Acute Flaccid Myelitis (AFM) is a rare and severe condition in the nervous system. It particularly affects the spinal cord’s gray matter, causing the muscles and body reflexes to become weak. In the United States, AFM cases have been increasing since 2014, 90% of which are diagnosed in children. This kind of condition is caused by a virus called an enterovirus.  

The cause of AFM is unknown. Researchers suggest that viruses can contribute to its development.  Acute Flaccid Myelitis may often be referred to as a “polio-like” condition, but all the stool specimens acquired from AFM patients turned out to be harmful to poliovirus. Most of the AFM cases affect young children. In the first place of having suspected symptoms of the disease, seeking urgent medical attention from the professional must be the first step upon recognizing symptoms of AFM.

SYMPTOMS

Most children may experience temperate respiratory sickness or flu for one to two weeks caused by the viral infection before AFM symptoms arise. Its symptoms are very similar to polio but none of the AFM cases were caused by poliovirus. Common symptoms of the AFM are:

  • Abrupt arm or leg weakness
  • Sudden muscle tone loss
  • Abrupt reflex loss

 

Other signs and symptoms include:

  • Difficult eye movement
  • Drooping eyelids
  • Facial weakness
  • Slurred speech
  • Difficulty with swallowing
  • Pain in the arms, legs, neck, or back

 

Other uncommon symptoms are:

The patient may also experience blood pressure instability and severe body-temperature change. Serious cases may present respiratory failure symptoms, which occurs when the muscles for breathing become weak. To aid with this, the doctor may recommend using a ventilator.

DIAGNOSIS

After the patient has noticed the symptoms, he must see a professional for diagnosis. Upon diagnosis, the patient will undergo several tests that might include the following: 

  • Neurologic exam to assess where there is weakness, poor muscle tone, and decreased reflexes
  • Assessment of images of spinal cord and brain through Magnetic Resonance Imaging or MRI
  • Laboratory tests to observe the cerebrospinal fluid
  • Nerve conduction velocity to study the nerve speed
  • Electromyography to assess the response of muscles to the messages from the nerves

AFM can be diagnosed by evaluating the patient’s medical history, observing their nervous system, and reviewing images of their spinal cord using MRI.

 

TREATMENT

There is no particular treatment for AFM, but a specialist in brain treatment and spinal cord illnesses may suggest specific medications on a case-to-case basis.
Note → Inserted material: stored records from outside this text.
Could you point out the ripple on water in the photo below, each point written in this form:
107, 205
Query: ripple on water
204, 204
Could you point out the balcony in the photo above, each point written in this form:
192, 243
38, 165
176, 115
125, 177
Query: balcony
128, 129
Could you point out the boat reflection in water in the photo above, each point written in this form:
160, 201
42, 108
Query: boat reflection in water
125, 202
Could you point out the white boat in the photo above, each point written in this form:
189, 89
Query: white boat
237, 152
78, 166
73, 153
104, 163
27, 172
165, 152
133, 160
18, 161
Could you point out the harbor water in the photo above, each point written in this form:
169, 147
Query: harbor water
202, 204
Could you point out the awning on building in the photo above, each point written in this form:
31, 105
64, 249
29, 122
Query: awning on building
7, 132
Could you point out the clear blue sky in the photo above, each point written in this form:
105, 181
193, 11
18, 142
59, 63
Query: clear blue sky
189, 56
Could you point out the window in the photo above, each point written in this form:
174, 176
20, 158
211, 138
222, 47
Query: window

Neurologists may prescribe physical or occupational therapy to aid with weakness in arms or legs. Physical rehabilitation might develop permanent results if applied during the first stages of illness.

However, preventing a viral infection can help in decreasing the risk of acquiring acute flaccid myelitis. You can avoid this condition by washing your hands frequently with soap and water, refraining from touching your face with unclean hands, avoiding contact with ill people, cleaning and disinfecting frequently-touched areas, and covering your mouth when sneezing or coughing.